Nasza Loteria SR - pasek na kartach artykułów

Wojewódzkie dożynki w Mielcu [WIDEO, ZDJĘCIA]

Beata Terczyńska
W Mielcu odbyły się XIII wojewódzkie dożynki.
W Mielcu odbyły się XIII wojewódzkie dożynki. Krzysztof Kapica
XIII dożynki wojewódzkie zorganizowane zostały dziś w parafii marszałka Władysława Ortyla i byłej parafii zmarłego w katastrofie smoleńskiej Leszka Deptuły.
Dożynki Wojewódzkie w MielcuW parafii marszałka Władysława Ortyla i byłej parafii zmarłego w katastrofie smoleńskiej Leszka Deptuły w Mielcu odbyły się XIII dożynki wojewódzkie.

Dożynki wojewódzkie w Mielcu

Uroczystości rozpoczęły się w południe na placu przy Bazylice Mniejszej pw. św. Mateusza w Mielcu. Mszy przewodniczył Władysław Bobowski, biskup senior diecezji tarnowskiej, a kazanie wygłosił Edward Białogłowski, biskup pomocniczy diecezji rzeszowskiej i krajowy duszpasterz rolników.

- Zwróćmy uwagę na zmagania, jakie przeżywa polska wieś. Pewnie każdego dnia synowie i córki podkarpackich gospodarzy, a nierzadko sami gospodarze, muszą emigrować za granicę, aby stawać się służącymi u bogatych w innych krajach europejskich - mówił biskup Białogłowski.

- Przypomina to czasy sławnej nędzy galicyjskiej, której pragnął zapobiegać duchowy i polityczny przywódca chłopów polskich, syn tarnowskiej ziemi - Wincenty Witos, pod którego imię wielu się podszywa, ale postawa, ideały i sposoby realizacji tej troski, którymi żył na co dzień, są im zupełnie obce.

Mówił, że problemem jest też starzenie się mieszkańców i brak chęci do pozostawania na wsi.

- Wiele domów pustoszeje, pola coraz częściej zarastają ugorem.
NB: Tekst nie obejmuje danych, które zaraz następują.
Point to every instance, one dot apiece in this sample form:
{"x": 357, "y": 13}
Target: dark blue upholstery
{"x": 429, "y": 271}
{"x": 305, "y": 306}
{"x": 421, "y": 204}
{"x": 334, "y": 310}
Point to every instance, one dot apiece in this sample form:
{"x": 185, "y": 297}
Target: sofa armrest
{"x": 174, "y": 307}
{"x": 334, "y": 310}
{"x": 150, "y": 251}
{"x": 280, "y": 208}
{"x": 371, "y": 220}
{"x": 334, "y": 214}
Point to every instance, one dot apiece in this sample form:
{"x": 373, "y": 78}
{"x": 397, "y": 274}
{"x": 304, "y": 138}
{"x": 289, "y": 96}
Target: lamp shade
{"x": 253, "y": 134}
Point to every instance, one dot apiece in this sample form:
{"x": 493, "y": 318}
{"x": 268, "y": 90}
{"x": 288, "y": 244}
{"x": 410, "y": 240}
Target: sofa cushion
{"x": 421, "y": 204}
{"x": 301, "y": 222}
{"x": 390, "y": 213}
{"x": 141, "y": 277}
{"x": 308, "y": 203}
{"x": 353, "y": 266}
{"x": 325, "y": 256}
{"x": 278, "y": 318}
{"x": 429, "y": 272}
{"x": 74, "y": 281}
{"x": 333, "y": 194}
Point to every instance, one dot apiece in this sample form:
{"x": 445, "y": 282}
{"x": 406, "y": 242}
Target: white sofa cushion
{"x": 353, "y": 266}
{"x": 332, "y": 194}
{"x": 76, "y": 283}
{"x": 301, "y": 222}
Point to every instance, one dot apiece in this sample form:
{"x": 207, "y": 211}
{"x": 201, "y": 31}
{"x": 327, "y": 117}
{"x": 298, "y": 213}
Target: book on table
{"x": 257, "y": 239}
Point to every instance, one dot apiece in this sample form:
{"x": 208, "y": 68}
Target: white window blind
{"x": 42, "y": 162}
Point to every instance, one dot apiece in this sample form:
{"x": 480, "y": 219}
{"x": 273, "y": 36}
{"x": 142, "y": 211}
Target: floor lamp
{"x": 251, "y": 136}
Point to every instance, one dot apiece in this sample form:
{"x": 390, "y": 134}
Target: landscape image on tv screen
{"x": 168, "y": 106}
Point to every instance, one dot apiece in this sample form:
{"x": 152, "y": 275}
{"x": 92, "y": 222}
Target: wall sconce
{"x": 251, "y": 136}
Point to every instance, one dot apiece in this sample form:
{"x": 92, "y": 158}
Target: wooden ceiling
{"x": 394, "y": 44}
Tymczasem chleba potrzeba będzie zawsze. Dlatego modlimy się o mądrą politykę rolną w Polsce - mówił.

- Nie wystarczy tylko unijna pomoc. Trzeba ustaw chroniących rolnika. Chodzi o jasne zasady w gospodarowaniu polskimi płodami. Tutaj nie może się liczyć tylko konkurencja cenowa z zagranicy. Ostatnio rozgoryczeni rolnicy pytali, gdy spółki obniżyły często o połowę zapłaty za skupowane zboże i rzepaki, a czy wrócą nam połowę podatku, który zapłaciliśmy według ubiegłorocznych stawek, czy zwrócą nam połowę zapłaty za ziarno siewne, czy obniżą o połowę kombajniście usługi. Pociecha, że będzie komisja sprawdzać i za trzy miesiące ogłosi rezultaty, jest raczej wątpliwą.
Krajowy duszpasterz rolników przywołał też w kazaniu postać Wincentego Witosa.

- Nie od rzeczy będzie przywołać też wielkiego dobrodzieja Polski i Podkarpacia z okresu kryzysu międzywojennego - Eugeniusza Kwiatkowskiego. Twórca Centralnego Okręgu Przemysłowego bez funduszy unijnych budował polską gospodarkę zniszczoną przez zaborców, aby Polacy mogli być u siebie i budować swój kraj. Nie wiem, czy w ogóle, czy też ilu pomników doczekał się on na Podkarpaciu, dla którego uczynił tak wiele, choć stąd nie pochodził.

Nie obyło się bez odwołań do wyborów uzupełniających do Senatu.

- Część Podkarpacia przeżywa wyborczą gorączkę. Wielu pyta, czy pójść do głosowania. Tak. Pójść. Potrzeba nam dobrych gospodarzy, którzy myślą po polsku o przyszłości. Przypatrzmy się drodze politycznej kandydatów, kto ich popiera i wybierzmy reprezentanta, któremu na sercu leży nie tylko mandat, ale troska o małą i wielką ojczyznę.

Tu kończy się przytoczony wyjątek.